The ILD was originally founded in 2005 as the Old Lutheran Church in America (OLCA), being formed by an independent Lutheran pastor and by some members of the Lutheran Church – Missouri Synod members who wanted an alternate route to ordination as a Lutheran pastor. In 2008 OLCA was renamed as the Independent Lutheran Diocese.

The ILD currently consists of eight churches. As of 2022, there were 22 pastors serving in the United States along with three international pastors in Canada, Japan and Australia, with three church bodies in altar and pulpit fellowship in India and Myanmar. Conferences are occasionally held with the clergy.
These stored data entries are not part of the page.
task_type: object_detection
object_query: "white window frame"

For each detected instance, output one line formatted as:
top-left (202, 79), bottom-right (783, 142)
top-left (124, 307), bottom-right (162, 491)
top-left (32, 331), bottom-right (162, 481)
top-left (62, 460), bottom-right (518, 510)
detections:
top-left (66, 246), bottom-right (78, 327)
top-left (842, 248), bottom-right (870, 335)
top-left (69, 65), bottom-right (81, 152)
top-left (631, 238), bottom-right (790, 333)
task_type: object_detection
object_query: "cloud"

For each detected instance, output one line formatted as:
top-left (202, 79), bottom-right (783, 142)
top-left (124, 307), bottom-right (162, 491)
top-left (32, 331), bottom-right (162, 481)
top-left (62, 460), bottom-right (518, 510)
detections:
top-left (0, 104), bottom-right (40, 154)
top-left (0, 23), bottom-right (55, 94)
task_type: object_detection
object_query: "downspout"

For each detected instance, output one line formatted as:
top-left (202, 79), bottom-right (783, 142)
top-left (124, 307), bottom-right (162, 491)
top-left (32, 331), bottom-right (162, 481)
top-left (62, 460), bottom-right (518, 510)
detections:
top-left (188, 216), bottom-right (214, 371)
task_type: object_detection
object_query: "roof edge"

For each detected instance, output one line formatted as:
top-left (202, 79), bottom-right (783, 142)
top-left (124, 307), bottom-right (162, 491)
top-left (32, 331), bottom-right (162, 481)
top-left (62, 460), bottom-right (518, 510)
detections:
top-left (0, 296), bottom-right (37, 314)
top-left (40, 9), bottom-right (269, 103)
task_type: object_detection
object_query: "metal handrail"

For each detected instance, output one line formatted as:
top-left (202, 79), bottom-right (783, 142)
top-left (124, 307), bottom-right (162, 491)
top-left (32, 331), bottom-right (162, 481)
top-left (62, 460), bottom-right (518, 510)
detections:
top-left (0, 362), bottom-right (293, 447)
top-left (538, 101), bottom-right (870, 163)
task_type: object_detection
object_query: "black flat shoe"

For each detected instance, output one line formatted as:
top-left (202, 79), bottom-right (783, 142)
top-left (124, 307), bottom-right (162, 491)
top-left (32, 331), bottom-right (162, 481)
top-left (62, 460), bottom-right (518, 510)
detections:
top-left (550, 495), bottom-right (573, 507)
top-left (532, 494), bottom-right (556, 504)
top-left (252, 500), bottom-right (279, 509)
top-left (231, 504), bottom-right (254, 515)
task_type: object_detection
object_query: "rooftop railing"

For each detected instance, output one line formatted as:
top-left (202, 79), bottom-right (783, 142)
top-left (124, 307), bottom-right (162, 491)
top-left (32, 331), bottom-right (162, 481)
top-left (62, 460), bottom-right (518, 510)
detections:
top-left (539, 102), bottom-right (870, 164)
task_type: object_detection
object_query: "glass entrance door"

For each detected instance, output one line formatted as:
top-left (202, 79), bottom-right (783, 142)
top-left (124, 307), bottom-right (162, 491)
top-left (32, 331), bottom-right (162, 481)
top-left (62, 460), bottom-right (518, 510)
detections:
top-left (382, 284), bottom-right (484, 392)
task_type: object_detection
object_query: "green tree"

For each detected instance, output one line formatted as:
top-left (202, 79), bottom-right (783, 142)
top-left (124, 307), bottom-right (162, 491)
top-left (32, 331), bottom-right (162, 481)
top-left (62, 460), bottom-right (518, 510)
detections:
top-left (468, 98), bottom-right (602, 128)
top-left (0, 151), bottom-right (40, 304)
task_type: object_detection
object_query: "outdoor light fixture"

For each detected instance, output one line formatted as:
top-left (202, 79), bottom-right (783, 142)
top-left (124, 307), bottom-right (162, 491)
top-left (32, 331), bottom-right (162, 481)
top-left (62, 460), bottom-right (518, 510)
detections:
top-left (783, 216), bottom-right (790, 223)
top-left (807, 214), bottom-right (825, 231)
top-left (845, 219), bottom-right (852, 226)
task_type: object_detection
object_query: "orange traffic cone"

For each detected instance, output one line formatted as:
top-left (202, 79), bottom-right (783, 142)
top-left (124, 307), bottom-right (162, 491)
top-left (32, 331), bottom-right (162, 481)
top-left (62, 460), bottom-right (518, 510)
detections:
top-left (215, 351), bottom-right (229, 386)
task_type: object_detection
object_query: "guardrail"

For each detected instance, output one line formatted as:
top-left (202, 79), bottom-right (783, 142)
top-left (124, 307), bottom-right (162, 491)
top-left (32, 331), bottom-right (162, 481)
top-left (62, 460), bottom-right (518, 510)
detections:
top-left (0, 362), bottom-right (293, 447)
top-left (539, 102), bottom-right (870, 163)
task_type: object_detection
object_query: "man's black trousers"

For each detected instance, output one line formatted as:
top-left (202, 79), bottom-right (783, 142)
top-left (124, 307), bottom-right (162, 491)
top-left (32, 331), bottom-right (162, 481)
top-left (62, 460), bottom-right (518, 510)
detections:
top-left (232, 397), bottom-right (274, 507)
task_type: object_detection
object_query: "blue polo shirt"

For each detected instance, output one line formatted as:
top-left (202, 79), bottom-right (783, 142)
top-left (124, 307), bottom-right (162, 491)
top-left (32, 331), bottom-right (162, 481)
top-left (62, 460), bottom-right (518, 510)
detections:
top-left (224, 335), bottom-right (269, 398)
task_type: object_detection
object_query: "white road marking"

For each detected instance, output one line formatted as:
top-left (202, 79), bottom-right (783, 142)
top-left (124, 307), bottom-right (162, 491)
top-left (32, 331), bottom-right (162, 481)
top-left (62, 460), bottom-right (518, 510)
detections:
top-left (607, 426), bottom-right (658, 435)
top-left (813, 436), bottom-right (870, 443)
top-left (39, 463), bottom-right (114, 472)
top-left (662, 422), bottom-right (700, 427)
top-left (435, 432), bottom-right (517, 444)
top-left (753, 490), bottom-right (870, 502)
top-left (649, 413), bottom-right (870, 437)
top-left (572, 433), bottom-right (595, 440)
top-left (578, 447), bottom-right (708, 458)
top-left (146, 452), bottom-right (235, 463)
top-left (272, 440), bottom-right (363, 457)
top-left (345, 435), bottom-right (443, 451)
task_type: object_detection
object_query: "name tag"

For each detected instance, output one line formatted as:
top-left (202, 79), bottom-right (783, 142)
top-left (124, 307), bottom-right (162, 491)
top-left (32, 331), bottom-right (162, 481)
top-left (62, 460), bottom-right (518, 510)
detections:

The ILD publishes books and operates a tuition-free long-distance learning seminary, the Independent Lutheran Seminary.

==Worship==
The ILD's "Common Liturgy" is nearly identical to the service liturgy found on in The Lutheran Hymnal of 1941 and "Setting 3" of the Lutheran Service Book of 2006. The historic One-Year Lectionary is used in the ILD instead of the post-Vatican II Three-Year Lectionary or Revised Common Lectionary used by most liturgical Protestants in the United States.

==Polity==
Despite the implications of the denominational name, the ILD practices an episcopal form of governance for the leadership of the association and the congregationalist form for individual congregations, who can make decisions based on their needs. Congregations hold legal title to their church buildings and other property.